For the reason stated above, I dissent.
MINTON, C.J., joins.
.While not an issue in this case, I note that the Appellant incorrectly sued under KRS 258.990(2). The parties started referring to KRS 258.235(4) (the correct statute) in the summary judgment motion and response. The provisions are similar. KRS 258.235(4) holds an owner "responsible” for dog bites (civil liability), whereas KRS 258.990(2) holds an owner "liable” for dog bites (but pertains to restitution in criminal proceedings).
. Dykes also discussed an earlier, since repealed, Kentucky Statute Section 68 (later 68a) passed by the General Assembly in 1893 and in effect until 1918, which changed the common law.

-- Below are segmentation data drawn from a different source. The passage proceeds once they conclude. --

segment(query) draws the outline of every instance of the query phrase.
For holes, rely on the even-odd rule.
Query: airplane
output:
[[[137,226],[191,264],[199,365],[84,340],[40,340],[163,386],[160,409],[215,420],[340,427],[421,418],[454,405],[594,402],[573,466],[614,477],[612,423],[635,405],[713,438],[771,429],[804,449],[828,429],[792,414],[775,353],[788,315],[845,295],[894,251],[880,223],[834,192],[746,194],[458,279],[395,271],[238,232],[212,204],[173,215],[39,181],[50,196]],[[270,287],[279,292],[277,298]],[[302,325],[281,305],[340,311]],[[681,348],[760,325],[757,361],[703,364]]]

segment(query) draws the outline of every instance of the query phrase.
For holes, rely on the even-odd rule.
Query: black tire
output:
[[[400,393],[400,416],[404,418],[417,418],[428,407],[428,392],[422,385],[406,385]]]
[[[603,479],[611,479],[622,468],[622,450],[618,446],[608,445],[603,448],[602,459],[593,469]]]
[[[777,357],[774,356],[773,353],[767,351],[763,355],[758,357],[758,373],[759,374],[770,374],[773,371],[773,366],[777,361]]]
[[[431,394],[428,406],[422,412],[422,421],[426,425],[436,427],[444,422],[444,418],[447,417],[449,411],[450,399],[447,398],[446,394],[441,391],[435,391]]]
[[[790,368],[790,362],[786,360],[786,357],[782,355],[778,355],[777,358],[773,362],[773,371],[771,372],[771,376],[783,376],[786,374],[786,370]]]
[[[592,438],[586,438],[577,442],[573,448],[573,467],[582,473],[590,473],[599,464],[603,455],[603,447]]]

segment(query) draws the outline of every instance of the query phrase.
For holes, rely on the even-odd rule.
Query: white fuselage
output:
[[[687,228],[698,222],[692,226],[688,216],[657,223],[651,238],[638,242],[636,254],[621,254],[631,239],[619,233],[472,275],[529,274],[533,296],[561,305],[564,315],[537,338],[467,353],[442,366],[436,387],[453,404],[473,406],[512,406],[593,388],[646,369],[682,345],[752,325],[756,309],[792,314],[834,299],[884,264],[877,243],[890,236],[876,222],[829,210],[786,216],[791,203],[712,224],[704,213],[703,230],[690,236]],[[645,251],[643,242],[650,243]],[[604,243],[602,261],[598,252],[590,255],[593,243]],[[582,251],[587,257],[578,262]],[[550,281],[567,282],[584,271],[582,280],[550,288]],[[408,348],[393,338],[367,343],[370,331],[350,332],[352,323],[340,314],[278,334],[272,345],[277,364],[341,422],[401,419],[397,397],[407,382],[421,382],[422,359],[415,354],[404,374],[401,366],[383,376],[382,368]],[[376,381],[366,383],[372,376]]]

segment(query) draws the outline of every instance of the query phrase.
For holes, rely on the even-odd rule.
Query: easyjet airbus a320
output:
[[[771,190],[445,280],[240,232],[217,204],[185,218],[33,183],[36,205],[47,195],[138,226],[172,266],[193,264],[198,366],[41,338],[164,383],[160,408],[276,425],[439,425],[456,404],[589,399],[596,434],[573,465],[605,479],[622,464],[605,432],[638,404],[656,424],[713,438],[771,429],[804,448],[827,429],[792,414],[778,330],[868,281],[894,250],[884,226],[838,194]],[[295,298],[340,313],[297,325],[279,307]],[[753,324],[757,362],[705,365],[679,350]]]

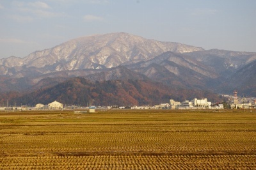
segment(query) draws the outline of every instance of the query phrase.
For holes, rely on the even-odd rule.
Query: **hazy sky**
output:
[[[256,1],[0,0],[0,58],[114,32],[256,52]]]

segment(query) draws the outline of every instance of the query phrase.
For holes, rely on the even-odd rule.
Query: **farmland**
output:
[[[256,111],[0,112],[0,169],[256,169]]]

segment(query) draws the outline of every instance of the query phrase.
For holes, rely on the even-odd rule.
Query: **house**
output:
[[[48,104],[49,109],[62,109],[63,108],[63,104],[57,101],[54,101]]]
[[[180,102],[175,102],[174,100],[170,100],[170,109],[179,109],[179,106],[180,105]]]

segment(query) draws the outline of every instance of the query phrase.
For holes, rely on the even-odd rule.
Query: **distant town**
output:
[[[90,109],[90,112],[93,112],[93,109],[253,109],[256,105],[256,98],[255,97],[239,97],[237,96],[237,91],[234,91],[234,95],[222,95],[228,101],[219,103],[209,102],[207,98],[194,98],[191,100],[184,102],[175,101],[170,99],[169,103],[159,104],[156,105],[142,106],[81,106],[76,105],[63,104],[57,101],[54,101],[47,105],[37,104],[35,106],[28,106],[20,105],[20,106],[0,107],[0,111],[15,111],[27,110],[74,110],[74,109]]]

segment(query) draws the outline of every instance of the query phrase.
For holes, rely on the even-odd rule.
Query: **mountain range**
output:
[[[212,94],[231,93],[237,89],[240,94],[256,96],[255,61],[256,52],[204,50],[125,33],[95,35],[36,51],[23,58],[0,59],[0,93],[17,91],[22,97],[79,77],[102,86],[108,81],[140,81],[152,87],[158,83],[168,91],[171,88],[176,91]],[[177,98],[175,94],[173,97]],[[13,100],[17,97],[11,96],[15,96]]]

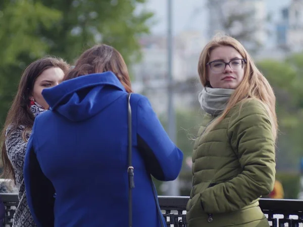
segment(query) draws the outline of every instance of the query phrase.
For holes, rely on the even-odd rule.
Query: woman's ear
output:
[[[211,85],[211,83],[210,82],[210,81],[207,81],[206,82],[206,87],[208,87],[209,88],[213,88],[213,87],[212,87],[212,86]]]

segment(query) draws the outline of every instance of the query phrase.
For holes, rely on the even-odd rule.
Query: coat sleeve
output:
[[[157,180],[175,180],[181,171],[182,152],[170,139],[147,98],[139,100],[137,111],[137,146],[147,171]]]
[[[237,210],[273,190],[275,142],[269,117],[262,105],[257,101],[248,102],[240,114],[231,117],[228,133],[242,171],[234,178],[201,193],[201,202],[206,212]]]
[[[8,157],[15,170],[22,170],[24,163],[24,157],[27,142],[23,137],[23,129],[18,127],[12,130],[9,126],[6,133],[5,146]]]
[[[34,127],[36,122],[34,124]],[[27,203],[33,218],[38,227],[54,226],[55,189],[43,173],[37,159],[35,132],[28,140],[24,162],[24,183]]]

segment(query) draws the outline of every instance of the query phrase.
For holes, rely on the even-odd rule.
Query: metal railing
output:
[[[0,197],[6,207],[4,226],[11,226],[18,204],[18,195],[15,193],[0,193]],[[189,198],[183,196],[159,196],[159,204],[168,227],[186,227],[185,208]],[[271,226],[298,227],[303,224],[303,200],[261,199],[260,204]]]

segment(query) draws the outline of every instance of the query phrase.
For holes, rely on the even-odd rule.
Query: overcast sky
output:
[[[154,33],[164,33],[167,28],[167,0],[148,0],[147,9],[155,13],[158,23],[152,28]],[[264,0],[266,3],[268,12],[274,13],[277,20],[279,10],[287,6],[291,0]],[[173,30],[174,33],[188,29],[206,31],[207,28],[207,8],[206,0],[172,0]]]

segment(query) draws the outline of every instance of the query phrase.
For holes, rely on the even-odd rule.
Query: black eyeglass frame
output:
[[[244,62],[244,64],[246,64],[247,63],[246,59],[245,59],[245,58],[236,58],[236,59],[234,59],[233,60],[231,60],[229,61],[229,62],[225,62],[224,61],[221,61],[220,60],[216,60],[212,61],[210,61],[209,62],[207,63],[206,65],[209,65],[210,68],[211,68],[211,70],[212,71],[213,71],[214,72],[217,73],[220,73],[222,72],[215,72],[215,71],[214,71],[214,70],[212,69],[212,67],[211,66],[211,64],[212,63],[213,63],[213,62],[222,62],[222,63],[225,63],[225,66],[224,67],[224,69],[222,70],[222,72],[223,72],[225,69],[225,68],[226,68],[226,65],[229,65],[229,67],[230,67],[230,68],[232,69],[232,67],[230,66],[230,62],[231,62],[232,61],[235,61],[236,60],[242,60]],[[234,69],[232,69],[232,70],[234,70]],[[235,70],[235,71],[236,71],[236,70]]]

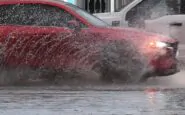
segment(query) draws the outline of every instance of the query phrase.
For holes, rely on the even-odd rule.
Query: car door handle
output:
[[[183,24],[181,22],[173,22],[173,23],[170,23],[170,26],[182,26]]]

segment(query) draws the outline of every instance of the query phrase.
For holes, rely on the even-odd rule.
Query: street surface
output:
[[[143,84],[1,87],[0,115],[185,115],[184,49],[180,73]]]

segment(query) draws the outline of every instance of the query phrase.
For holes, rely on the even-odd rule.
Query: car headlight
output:
[[[149,46],[154,48],[165,48],[168,46],[168,44],[161,41],[152,41],[149,43]]]

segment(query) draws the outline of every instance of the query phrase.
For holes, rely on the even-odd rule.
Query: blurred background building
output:
[[[133,0],[63,0],[75,4],[90,13],[118,11]]]
[[[90,13],[118,12],[133,0],[63,0],[75,4]],[[147,0],[146,0],[147,1]],[[163,0],[161,0],[163,1]],[[185,13],[185,0],[164,0],[171,10]]]

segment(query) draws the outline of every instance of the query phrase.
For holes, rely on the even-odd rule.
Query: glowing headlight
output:
[[[158,48],[164,48],[164,47],[167,47],[168,44],[164,43],[164,42],[160,42],[160,41],[157,41],[156,42],[156,47]]]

. 2004 Ky. Acts ch. 189, § 31.
. 2004 Ky. Acts ch. 189, § 18.
. 1954 Ky. Acts ch. 119, § 12.
. The court went on to hold, with regard to negligence principles, that as a dog groomer, Jordan had assumed the risk of being bitten by the dog. Id. at 524-25. The court further held that this type of assumption of risk is not subsumed by comparative fault and, hence, is a complete defense in the absence of specific knowledge by the dog owner that he was exposing the dog groomer to a dog with a violent disposition. Id. at 525 (adopting the holding of Nelson v. Hall, 165 Cal.App.3d 709, 211 Cal.Rptr. 668 (1985)).
. Black’s Law Dictionary 885 (8th ed.2004).
. DAVID J. LEIBSON, 13 KENTUCKY PRACTICE SERIES TORT LAW, § 10:2 (2011).
. Although our case law recognizes that a landlord can be liable for injuries to persons which occur off the leased premises caused by the activities of his lessee, where the landlord consents to a use of die premises so potentially dangerous that the injury is foreseeable, see Green v. Asher Coal Mining Co., 377 S.W.2d 68 (1964), this theory of liability does not apply under the facts of the case before us.
. Random House Webster's College Dictionary 4 (1st ed.1995) provides the following applicable meaning of "about” 1. concerning; on the subject of; in regard to: ... 2. connected or associated with: ... 3. near; close to: about my height; about six o’ clock. 4. in or somewhere near: He is about the house. 5. on every side of; around. 6. on or near (one’s person): [].